In naming Pence, a thoroughly right-wing politician, as his running mate, Trump appears that he is trying to appeal to evangelical and socially conservative voters. His push to repeal the Johnson Amendment seems to be a similarly motivated move.

"I said for the evangelicals that we're going to do something that nobody has even tried to do," Trump said Saturday in a sometimes rambling portion of his speech. "We're going to get rid of that horrible Johnson Amendment and we're going to let evangelicals, we're going to let Christians and Jews and people of religion talk without being afraid to talk." Trump said he was "so proud" to have made the repeal of the Johnson Amendment a part of the Republican Party's official 2016 platform. "Religion's voice has been taken away and we're going to change that," he said before returning to his introduction of Pence.

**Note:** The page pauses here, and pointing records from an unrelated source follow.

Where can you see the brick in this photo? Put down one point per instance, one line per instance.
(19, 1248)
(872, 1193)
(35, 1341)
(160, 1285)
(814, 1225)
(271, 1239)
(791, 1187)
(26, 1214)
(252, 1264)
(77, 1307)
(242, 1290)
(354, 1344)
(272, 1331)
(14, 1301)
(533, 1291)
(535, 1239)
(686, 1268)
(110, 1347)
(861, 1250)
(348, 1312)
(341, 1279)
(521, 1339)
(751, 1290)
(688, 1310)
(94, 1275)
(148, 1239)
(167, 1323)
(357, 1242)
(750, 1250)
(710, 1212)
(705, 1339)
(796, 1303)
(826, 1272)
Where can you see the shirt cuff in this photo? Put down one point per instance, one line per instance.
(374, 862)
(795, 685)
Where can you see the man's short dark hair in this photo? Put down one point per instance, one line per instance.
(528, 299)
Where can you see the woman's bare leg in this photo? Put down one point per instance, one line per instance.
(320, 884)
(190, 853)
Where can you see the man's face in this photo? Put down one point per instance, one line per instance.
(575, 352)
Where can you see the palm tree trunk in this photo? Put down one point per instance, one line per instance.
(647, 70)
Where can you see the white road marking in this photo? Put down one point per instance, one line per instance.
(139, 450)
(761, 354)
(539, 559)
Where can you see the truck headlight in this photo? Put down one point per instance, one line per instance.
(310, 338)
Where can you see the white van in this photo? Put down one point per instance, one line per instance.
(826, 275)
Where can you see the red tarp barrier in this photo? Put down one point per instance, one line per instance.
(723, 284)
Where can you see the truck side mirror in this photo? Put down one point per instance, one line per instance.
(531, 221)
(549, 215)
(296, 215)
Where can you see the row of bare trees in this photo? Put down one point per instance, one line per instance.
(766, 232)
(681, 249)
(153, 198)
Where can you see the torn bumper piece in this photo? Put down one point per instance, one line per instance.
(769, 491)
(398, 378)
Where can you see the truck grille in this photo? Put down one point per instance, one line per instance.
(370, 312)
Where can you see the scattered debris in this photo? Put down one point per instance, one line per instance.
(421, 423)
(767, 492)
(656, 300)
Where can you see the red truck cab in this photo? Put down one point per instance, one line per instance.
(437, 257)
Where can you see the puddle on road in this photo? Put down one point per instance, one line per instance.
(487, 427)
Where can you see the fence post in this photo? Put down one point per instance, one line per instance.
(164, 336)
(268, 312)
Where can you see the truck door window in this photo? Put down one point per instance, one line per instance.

The "Johnson Amendment," as Trump called it, is a 1954 tax code law that prohibits tax-exempt organizations like churches from directly or indirectly endorsing political candidates. "Section 501(c)(3) organizations are absolutely prohibited from directly or indirectly participating in, or intervening in, any political campaign on behalf of (or in opposition to) any candidate for elective public office," the IRS says in defining the law on its official website. "Contributions to political campaign funds or public statements of position (verbal or written) made on behalf of the organization in favor of or in opposition to any candidate for public office clearly violate the prohibition against political campaign activity." According to the IRS, organizations that violate the rule could find their tax-exempt status revoked.

Trump may indeed find his proposal to repeal the "Johnson Amendment" well received among conservative voters. Although the Republican platform makes it significantly more likely for GOPers to feel churches should have the right to express political opinions, a 2014 Pew Research report found "a growing minority of Americans — 32 percent — think churches should endorse candidates for political office."

Saturday wasn't the first time Trump has proposed repealing the Johnson Amendment; he's brought it up a few times on the campaign trail. While speaking before religious conservatives in June in New York, Trump described religious leaders as "petrified" to speak freely and likened the issue to a matter of religious liberty. He declared his proposal to repeal the tax code his "greatest contribution to Christianity and other religions."